Corporate Japan is changing. When the corporate governance code was introduced in Japan in 2014, companies scrambled to find independent directors to put on the board and were more concerned with complying with the letter rather than the spirit of the law.
However, over the ensuing years, the quality of directors has improved significantly and companies have taken the opportunity to improve the functioning of the board by having it take more of an oversight role and focus on strategy rather than operational issues.
One aspect of the corporate governance code is the need to justify cross-shareholdings. The unwinding of cross-shareholdings started during the Japanese financial crisis in the early 2000s, but was running out of steam before the code was introduced.

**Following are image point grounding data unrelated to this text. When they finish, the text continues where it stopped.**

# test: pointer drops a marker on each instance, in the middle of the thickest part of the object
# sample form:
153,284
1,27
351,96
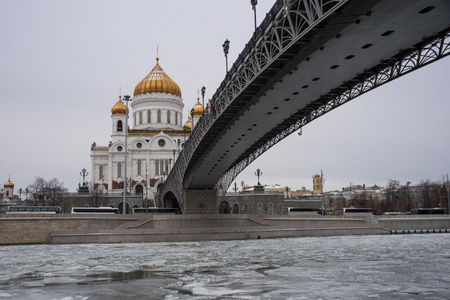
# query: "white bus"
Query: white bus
94,210
155,211
304,211
33,209
353,211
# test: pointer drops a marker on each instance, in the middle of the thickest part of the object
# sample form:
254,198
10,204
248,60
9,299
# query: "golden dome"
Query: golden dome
188,124
157,81
8,184
119,108
198,108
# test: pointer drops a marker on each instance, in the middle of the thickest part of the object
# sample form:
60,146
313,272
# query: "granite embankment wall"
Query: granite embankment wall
66,228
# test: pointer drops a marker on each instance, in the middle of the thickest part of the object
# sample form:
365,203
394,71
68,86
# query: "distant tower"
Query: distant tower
317,184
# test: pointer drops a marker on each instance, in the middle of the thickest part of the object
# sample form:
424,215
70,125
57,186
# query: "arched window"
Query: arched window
158,116
139,167
100,172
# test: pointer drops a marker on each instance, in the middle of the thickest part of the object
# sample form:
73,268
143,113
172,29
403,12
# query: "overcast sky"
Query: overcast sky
63,63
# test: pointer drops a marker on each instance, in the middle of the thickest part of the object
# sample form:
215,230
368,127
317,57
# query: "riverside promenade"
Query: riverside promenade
75,229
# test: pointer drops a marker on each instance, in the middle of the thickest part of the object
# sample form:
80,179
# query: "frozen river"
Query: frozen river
348,267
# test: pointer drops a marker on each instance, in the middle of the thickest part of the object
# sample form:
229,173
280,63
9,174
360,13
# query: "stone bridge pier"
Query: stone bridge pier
200,201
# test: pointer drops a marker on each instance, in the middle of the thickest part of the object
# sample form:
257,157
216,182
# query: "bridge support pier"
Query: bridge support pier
200,201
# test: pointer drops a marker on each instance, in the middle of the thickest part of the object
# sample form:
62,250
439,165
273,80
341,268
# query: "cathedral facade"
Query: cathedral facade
156,136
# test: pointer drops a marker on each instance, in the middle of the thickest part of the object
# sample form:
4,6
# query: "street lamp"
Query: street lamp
258,173
203,97
126,98
447,185
226,47
102,190
254,2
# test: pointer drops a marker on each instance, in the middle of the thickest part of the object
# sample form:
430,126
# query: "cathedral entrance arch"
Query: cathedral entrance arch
139,189
120,207
224,207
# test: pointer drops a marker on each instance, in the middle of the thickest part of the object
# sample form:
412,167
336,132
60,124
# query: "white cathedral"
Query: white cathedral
154,142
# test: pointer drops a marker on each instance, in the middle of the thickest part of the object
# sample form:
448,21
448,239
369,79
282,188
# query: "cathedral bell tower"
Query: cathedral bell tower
118,115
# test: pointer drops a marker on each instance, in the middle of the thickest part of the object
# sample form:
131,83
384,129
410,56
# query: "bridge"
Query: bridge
306,58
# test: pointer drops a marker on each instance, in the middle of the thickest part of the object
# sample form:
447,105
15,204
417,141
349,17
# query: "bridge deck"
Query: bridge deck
352,43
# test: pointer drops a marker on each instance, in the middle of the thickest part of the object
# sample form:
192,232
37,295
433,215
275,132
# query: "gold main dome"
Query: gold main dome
188,124
119,108
157,81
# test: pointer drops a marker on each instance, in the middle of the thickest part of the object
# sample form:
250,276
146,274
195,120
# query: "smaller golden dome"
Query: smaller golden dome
198,108
157,81
188,124
8,184
119,108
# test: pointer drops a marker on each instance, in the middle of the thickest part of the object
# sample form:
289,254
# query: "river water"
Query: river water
346,267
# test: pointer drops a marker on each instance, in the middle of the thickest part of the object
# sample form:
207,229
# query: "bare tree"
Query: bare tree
46,192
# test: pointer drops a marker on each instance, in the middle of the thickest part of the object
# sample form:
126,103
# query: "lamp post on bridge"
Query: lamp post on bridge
226,47
447,186
203,98
126,98
254,3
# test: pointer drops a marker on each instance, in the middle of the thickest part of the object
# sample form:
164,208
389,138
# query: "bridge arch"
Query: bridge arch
169,200
224,207
272,77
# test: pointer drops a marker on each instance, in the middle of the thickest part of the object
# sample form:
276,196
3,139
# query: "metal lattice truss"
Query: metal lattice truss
424,53
286,23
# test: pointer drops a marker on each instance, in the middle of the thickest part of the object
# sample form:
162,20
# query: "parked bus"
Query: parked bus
304,211
429,211
155,211
353,211
33,209
94,210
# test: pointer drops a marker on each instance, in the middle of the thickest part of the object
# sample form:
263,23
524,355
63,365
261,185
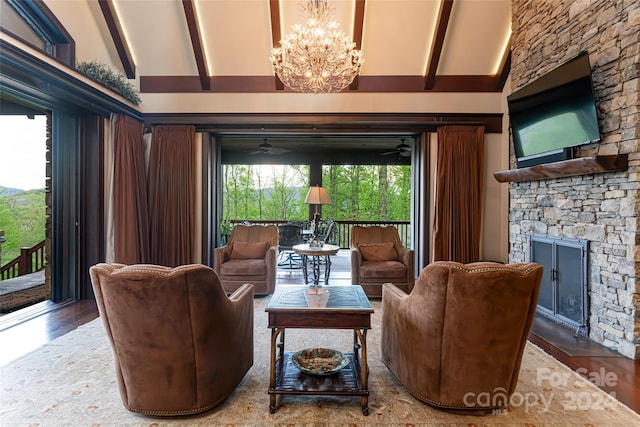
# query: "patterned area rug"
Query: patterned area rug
71,381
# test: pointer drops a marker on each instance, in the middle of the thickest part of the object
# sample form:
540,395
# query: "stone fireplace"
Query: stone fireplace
600,208
564,289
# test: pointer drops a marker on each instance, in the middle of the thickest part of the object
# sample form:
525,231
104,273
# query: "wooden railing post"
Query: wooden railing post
24,266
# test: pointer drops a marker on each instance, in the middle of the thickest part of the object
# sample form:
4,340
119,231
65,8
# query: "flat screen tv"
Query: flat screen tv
554,114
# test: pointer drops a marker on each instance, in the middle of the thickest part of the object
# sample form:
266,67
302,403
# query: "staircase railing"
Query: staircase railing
30,260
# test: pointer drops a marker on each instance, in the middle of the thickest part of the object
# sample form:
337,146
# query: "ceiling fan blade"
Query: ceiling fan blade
277,150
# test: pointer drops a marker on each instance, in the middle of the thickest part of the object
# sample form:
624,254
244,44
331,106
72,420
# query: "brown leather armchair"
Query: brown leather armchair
250,256
377,257
180,345
457,340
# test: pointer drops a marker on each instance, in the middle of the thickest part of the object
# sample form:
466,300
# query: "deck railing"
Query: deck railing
30,260
342,231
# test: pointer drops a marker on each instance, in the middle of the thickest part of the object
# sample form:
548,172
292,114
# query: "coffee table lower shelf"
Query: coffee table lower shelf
291,380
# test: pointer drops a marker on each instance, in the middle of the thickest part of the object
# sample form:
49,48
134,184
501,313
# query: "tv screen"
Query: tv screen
554,113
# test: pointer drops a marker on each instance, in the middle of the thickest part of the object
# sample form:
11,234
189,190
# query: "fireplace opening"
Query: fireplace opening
563,292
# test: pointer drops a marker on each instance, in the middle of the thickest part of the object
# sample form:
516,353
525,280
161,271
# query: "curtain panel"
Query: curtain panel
172,194
130,213
459,192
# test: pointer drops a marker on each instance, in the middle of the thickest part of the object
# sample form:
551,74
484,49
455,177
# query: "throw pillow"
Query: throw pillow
249,250
378,252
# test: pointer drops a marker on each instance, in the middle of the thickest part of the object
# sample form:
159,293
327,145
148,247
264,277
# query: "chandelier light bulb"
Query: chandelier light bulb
317,57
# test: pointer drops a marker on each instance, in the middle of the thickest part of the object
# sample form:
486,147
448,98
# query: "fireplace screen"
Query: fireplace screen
563,291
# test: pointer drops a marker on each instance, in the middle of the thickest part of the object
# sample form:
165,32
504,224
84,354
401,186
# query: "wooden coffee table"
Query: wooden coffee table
336,307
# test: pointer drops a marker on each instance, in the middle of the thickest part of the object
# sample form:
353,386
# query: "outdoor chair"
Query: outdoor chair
180,345
250,256
456,341
377,257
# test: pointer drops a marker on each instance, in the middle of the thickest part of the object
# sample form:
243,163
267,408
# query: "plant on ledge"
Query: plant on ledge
116,82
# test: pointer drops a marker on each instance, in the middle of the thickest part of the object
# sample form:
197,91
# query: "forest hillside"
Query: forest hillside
22,218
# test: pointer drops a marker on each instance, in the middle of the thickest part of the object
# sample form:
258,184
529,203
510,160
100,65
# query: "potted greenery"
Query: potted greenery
116,82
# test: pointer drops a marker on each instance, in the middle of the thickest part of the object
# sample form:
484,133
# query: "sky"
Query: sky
22,152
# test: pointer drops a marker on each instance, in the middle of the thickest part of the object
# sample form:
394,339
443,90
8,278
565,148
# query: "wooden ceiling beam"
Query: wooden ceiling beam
196,43
117,35
358,27
505,66
276,33
437,43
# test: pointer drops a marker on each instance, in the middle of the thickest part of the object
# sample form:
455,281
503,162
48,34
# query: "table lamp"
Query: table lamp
317,196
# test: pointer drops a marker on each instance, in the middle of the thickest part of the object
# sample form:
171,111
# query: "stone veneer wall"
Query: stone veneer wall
601,208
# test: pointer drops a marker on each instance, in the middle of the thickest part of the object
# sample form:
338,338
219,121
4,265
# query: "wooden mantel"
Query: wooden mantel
573,167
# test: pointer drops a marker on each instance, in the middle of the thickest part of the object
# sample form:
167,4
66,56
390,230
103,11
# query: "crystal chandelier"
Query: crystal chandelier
317,56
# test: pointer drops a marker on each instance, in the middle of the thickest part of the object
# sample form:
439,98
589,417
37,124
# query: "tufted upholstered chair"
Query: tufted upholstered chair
180,345
250,256
377,257
460,335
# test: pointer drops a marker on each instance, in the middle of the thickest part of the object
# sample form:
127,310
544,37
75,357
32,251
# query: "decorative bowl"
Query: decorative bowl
319,361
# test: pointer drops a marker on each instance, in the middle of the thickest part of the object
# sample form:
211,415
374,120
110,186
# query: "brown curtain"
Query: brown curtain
172,193
131,216
459,188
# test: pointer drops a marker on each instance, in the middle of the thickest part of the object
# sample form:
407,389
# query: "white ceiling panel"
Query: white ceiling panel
476,37
158,36
397,36
236,38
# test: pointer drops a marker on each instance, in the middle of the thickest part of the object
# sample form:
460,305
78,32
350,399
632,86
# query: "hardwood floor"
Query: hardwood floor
25,331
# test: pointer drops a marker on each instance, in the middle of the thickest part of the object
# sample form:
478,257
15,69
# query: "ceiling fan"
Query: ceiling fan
401,149
266,148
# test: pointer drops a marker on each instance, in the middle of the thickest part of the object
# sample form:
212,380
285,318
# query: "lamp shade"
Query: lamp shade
317,196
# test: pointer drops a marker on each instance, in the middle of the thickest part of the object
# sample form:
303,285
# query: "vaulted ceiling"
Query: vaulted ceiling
224,45
176,48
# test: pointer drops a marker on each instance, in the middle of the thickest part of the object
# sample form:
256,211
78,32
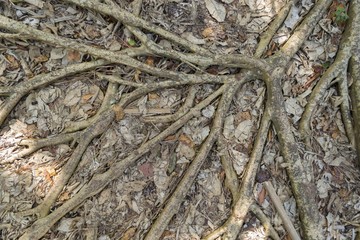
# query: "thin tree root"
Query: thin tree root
69,168
33,145
280,209
20,90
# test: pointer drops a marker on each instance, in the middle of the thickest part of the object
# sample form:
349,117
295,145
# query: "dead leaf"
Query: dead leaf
146,169
208,32
129,234
186,140
119,112
73,56
216,10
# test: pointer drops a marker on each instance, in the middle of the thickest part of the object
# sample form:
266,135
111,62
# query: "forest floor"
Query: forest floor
61,123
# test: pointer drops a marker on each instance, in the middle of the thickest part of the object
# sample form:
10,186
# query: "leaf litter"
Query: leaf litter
132,199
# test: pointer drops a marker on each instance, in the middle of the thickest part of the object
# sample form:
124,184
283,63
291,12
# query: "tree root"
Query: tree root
270,70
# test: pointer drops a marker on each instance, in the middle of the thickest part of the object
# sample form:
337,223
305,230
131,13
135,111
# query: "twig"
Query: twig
280,209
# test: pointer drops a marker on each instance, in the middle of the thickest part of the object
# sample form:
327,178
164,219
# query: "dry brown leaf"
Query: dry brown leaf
119,112
186,140
208,32
129,234
216,10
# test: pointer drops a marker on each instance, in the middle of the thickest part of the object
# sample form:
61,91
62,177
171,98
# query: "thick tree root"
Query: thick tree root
271,71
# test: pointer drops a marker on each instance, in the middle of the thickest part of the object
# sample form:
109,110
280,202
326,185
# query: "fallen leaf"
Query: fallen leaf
216,10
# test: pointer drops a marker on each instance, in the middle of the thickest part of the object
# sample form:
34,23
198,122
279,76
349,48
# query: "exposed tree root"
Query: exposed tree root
270,70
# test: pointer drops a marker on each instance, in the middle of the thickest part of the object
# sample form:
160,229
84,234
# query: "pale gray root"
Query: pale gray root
173,204
23,88
99,181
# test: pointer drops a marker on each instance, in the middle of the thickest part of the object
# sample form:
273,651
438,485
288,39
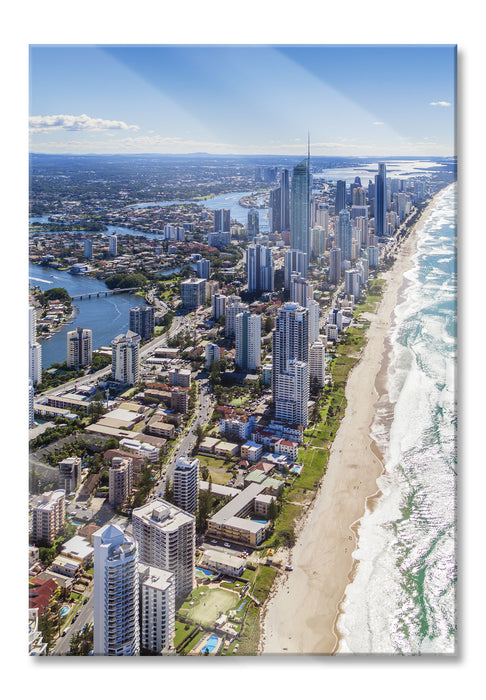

It has given renewed impetus to the unwinding, particularly given that the latest version of the code is even stricter on this point.
At the same time, the code has emboldened activists to challenge companies which are seen as being inefficient from a balance sheet perspective.
The stewardship code, which was introduced in 2013, means Japanese institutional investors can no longer ignore the activists entirely.
And we have seen some interesting examples of companies taking a more robust approach with other listed companies.
For example, Itochu, the trading house, raised its stake in Descente, a sportswear manufacturer from 30% to 40% in a hostile move and then forced out the board because it felt that Descente's management was underperforming.
Yahoo Japan forced out the CEO of Askul, a company in which it owned a 45% stake, because it was dissatisfied with the company's deteriorating business.
And the shareholders in Japanese bathroom equipment company Lixil, led by Marathon Asset Management, forced the CEO, who was from the founding family, to resign, when he failed to secure sufficient votes at the shareholders' meeting.
Perhaps corporate Japan is the one leopard who can change its spots.